Jack Lawrence Treynor (February 21, 1930 – May 11, 2016) was an American economist who served as the President of Treynor Capital Management in Palos Verdes Estates, California. He was a Senior Editor and Advisory Board member of the Journal of Investment Management, and was a Senior Fellow of the Institute for Quantitative Research in Finance. He served for many years as the editor of the CFA Institute's Financial Analysts Journal.

Treynor was the protégé of Franco Modigliani and mentor of Fischer Black. Trained as a mathematics major at Haverford College, he completed Harvard Business School with distinction in 1955 and stayed on for a year afterwards writing cases for Professor Robert Anthony. In 1956, he coauthored a paper on capital equipment leasing. At Harvard, Treynor had been taught that the way to make long-term plant decisions was to discount the 20, 30 or 40 year stream of future benefits back to the present and compare its present value with the initial investment. Importantly, the discount rate should reflect the riskiness of the benefits. Treynor noticed, however, that when the stream of benefits lasted that long, its present value was extremely sensitive to the choice of discount rate; simply by changing the rate, a desirable project could appear undesirable, and vice versa. Treynor resolved to try to understand the relation between risk and the discount rate, and this was the impetus for his most famous "idea in the rough", the Capital Asset Pricing Model.

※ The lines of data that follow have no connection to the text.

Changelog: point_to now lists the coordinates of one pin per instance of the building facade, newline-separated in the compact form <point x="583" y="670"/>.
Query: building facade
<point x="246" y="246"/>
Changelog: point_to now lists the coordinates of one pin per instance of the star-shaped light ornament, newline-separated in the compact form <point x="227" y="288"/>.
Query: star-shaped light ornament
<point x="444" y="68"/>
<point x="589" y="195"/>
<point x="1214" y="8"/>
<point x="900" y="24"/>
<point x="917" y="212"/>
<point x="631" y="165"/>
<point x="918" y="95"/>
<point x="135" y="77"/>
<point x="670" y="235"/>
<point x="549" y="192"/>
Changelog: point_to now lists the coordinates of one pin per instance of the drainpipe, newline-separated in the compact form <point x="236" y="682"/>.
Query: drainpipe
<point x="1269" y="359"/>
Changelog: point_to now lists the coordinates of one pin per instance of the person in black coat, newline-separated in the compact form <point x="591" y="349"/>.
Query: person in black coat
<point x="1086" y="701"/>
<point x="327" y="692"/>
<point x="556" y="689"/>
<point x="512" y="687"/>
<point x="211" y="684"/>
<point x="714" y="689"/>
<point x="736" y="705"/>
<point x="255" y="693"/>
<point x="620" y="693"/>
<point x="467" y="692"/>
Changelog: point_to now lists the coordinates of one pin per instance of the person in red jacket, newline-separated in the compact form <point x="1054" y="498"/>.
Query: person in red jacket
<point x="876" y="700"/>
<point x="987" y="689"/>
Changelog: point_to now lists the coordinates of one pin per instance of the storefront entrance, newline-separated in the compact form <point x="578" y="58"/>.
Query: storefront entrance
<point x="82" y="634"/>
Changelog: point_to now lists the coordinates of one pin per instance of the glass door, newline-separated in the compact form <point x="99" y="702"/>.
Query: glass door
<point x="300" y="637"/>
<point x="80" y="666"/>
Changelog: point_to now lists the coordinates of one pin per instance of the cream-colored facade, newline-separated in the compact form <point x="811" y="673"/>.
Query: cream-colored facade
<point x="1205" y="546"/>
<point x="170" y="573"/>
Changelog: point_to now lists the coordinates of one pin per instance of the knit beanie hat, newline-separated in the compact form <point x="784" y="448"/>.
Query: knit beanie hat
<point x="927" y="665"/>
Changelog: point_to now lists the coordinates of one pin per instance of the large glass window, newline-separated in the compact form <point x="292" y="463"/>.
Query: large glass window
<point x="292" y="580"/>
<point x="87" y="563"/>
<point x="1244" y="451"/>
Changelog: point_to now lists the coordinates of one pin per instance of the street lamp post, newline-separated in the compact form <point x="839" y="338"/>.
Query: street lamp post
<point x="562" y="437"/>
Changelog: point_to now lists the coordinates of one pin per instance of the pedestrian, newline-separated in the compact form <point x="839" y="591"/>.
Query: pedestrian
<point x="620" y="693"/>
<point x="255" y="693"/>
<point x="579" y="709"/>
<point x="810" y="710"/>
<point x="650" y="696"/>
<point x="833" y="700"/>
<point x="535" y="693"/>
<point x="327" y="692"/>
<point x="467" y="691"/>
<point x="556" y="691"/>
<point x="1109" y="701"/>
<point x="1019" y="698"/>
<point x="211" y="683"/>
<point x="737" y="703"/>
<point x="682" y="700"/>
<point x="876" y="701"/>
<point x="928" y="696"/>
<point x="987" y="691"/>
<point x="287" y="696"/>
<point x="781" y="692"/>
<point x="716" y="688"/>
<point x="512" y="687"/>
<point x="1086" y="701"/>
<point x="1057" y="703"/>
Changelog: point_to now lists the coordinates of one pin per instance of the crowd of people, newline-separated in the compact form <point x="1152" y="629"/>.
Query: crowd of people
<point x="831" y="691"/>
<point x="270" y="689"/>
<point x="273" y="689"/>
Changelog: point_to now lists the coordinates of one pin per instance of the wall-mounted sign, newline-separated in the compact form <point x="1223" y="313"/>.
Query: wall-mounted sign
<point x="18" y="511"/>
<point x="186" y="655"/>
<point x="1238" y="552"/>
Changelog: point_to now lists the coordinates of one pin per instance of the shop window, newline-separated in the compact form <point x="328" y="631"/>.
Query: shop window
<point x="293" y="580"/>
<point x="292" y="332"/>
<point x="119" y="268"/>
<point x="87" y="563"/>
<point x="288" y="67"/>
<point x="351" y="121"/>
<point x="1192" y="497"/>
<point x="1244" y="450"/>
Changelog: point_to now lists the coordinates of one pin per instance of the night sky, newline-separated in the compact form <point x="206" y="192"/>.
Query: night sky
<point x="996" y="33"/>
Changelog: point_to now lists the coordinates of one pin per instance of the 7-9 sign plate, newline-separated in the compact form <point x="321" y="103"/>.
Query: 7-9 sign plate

Treynor began working in the Operations Research department at the consulting firm Arthur D. Little (ADL) in 1956. In 1958, he spent his three weeks of summer vacation in a cottage in Evergreen, Colorado, and generated 44 pages of mathematical notes on the risk problem. From then on, he spent his weekends working on the paper in his ADL office. Treynor’s solution to the capital budgeting problem was that the proper discount rate is the one that the capital markets themselves utilize to discount future cash flows. This is the kernel of CAPM.